April 15, 2013

Boston

So, Boston.

You know what happened by now. And I don't really have anything to say that resembles a revelation. But I need a catharsis, and this venue has often been that for me. 

First of all, I should say that no one I knew was hurt. That's great, and I'm very happy that it's the case. 

But people I don't know were hurt, and that's tragic. It's a tragedy that feels inappropriately intimate to me, someone from Kansas, with only a few acquaintances attending the event. I feel bad and I feel bad that I feel bad, as if I haven't really earned it, like I'm some tragedy seeking bandwagon jumper. 

I normally avoid news outlets in the wake of things like this. I find the coverage - and indulging in it - to be voyeuristic. I don't need to see weeping children outside of a school that was just attacked, not for one second. 

But I read about this for several hours, then drove to the gym, and watched CNN for two more hours on the treadmill. I saw the explosion and the percussion of the barricades a thousand times, watched as the 78-year-old in the orange jersey fell down. 

I watched while I was running, but mostly, I watched because I was running. I watched because running has saved me from things, and given me things. For better or worse, I am what I am right now because of it. 

Running matters to me. And so, runners matter to me. 

It's a kinship and extended family that makes the sport what it is. It's a community that unites over shared effort - not just on race day, but the grind it takes to get there. And Boston exemplifies that grind like no other event. Simply put: To race it, you have to qualify. It's the people's olympics, the bar the non-elites aim to clear. These are everyday people with superhuman endurance and work ethic, hidden under a common exterior. You don't see the thousands of miles in their legs, logged before or after their full time job, the energy they devote to something most can't understand. 

And so, among those who do understand, there's something. 

These are people I will never meet, and yet with whom I share a mode of expression, of indulgence, of obsession. If nothing else, we have the miles in common.

And so I watched, while logging those miles. It felt entirely appropriate and anything but. 

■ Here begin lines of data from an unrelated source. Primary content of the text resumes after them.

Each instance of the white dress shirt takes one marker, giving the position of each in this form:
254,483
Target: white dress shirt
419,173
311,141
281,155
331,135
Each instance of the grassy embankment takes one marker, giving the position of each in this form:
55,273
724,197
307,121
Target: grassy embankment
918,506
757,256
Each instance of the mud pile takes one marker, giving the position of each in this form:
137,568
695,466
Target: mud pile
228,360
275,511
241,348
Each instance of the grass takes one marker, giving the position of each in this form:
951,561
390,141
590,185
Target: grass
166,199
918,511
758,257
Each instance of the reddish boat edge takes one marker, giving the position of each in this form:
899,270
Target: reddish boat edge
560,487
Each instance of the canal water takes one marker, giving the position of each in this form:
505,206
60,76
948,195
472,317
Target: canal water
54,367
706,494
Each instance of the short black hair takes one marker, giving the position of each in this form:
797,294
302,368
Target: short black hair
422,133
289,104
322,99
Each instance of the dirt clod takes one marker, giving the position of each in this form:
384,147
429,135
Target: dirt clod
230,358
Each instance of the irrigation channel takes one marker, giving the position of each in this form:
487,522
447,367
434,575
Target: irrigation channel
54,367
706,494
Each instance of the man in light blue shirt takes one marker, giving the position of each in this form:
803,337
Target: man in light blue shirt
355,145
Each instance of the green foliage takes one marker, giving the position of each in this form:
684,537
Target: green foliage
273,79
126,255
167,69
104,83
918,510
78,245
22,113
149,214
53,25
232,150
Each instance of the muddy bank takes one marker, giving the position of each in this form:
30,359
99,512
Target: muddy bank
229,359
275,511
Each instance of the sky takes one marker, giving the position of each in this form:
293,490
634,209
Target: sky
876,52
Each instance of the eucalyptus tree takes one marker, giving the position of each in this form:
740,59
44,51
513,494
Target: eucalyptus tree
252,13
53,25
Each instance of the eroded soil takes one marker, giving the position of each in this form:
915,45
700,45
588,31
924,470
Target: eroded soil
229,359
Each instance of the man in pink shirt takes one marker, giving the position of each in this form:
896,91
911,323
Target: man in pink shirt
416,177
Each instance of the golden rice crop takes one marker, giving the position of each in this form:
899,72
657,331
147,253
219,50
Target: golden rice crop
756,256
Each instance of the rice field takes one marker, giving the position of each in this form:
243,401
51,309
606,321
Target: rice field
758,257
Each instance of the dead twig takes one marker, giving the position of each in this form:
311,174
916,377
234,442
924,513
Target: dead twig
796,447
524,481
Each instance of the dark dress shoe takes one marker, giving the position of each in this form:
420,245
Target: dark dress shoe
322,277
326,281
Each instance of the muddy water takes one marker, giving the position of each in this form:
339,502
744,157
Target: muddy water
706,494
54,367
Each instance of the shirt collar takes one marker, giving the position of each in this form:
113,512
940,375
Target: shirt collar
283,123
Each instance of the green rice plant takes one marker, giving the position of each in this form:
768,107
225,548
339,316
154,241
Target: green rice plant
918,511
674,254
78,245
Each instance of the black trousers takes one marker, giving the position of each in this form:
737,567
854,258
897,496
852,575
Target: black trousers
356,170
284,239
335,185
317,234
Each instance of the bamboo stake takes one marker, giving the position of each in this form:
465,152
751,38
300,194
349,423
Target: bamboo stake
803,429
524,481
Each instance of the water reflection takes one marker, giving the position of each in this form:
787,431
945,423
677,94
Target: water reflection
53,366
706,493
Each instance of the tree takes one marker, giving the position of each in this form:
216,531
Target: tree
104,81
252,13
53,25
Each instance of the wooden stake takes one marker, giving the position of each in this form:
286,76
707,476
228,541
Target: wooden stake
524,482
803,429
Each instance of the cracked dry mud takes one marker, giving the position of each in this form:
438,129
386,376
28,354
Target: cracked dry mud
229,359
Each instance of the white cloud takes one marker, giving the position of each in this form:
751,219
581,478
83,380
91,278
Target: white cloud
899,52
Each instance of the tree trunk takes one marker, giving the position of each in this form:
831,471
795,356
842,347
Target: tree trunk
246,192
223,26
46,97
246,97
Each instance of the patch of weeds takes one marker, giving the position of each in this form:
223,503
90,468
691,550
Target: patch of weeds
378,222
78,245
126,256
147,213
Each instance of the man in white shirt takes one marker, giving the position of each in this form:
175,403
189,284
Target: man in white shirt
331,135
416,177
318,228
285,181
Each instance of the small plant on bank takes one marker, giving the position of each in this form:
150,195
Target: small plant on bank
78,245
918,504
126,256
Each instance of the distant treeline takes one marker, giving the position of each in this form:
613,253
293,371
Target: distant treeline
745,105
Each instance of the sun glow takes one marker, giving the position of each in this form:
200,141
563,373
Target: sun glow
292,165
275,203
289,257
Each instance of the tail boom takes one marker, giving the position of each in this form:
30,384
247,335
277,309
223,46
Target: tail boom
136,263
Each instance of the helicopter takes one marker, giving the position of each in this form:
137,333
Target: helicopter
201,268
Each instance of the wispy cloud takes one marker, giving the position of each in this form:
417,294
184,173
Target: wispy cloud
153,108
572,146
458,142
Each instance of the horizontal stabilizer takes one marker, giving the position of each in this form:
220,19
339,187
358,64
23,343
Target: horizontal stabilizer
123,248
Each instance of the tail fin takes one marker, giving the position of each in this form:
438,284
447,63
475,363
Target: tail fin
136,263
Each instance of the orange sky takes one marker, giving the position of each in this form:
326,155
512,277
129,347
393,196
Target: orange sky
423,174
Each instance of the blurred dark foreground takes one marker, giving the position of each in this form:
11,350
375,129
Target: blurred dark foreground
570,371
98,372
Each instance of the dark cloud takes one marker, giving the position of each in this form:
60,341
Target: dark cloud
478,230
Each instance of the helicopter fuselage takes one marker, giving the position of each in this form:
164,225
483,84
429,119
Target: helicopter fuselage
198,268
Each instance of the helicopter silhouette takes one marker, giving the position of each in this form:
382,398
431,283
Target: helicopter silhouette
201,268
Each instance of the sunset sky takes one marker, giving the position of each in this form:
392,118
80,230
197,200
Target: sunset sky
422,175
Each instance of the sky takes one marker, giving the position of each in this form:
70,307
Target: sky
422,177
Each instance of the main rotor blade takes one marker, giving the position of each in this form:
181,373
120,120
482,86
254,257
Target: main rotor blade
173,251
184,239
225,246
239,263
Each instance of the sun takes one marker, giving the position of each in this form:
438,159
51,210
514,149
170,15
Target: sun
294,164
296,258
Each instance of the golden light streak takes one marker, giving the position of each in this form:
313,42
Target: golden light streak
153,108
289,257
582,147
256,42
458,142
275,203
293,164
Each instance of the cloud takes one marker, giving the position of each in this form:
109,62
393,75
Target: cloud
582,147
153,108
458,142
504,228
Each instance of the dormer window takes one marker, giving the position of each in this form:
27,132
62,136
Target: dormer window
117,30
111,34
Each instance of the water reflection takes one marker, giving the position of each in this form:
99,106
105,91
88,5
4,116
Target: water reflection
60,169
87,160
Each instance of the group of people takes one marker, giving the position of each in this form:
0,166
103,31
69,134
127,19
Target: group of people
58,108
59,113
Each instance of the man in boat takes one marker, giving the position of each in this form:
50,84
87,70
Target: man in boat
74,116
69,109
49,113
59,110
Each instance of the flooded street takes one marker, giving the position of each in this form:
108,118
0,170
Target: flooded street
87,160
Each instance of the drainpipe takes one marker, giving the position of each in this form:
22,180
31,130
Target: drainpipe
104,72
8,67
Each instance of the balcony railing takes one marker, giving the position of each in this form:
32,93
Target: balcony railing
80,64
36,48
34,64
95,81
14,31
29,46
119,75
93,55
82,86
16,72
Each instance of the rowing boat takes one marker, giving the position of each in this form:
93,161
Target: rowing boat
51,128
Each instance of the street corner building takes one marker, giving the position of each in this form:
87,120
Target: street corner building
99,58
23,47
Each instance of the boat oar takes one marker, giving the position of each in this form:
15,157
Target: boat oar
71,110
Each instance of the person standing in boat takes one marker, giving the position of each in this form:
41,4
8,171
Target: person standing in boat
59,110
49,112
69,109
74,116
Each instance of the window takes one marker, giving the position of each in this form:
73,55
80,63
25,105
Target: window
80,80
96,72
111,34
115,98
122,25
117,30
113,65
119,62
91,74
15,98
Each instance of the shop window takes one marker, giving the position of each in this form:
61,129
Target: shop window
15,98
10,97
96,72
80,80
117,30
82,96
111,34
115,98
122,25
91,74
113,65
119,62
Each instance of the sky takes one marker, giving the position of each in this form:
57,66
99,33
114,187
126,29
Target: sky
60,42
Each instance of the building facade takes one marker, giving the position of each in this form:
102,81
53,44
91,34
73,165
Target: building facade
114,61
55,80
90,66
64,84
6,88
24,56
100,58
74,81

But this is not about me or my various neurosis. It's about Boston, and more than that. It's about a community of people who unite in their solitary pavement pounding, every day, whenever the hell they can find the time. It's about those that support them too, who cheer from the sidewalks, forgive the 5 AM alarm clocks, the brown rice again for dinner. I know so many people like this, and I know that there are so many more than I could ever know.

But I also know that there were people like that in Boston today. And those people don't deserve the images they'll carry for the rest of their life, the scars, the lost limbs, or the lost loved ones.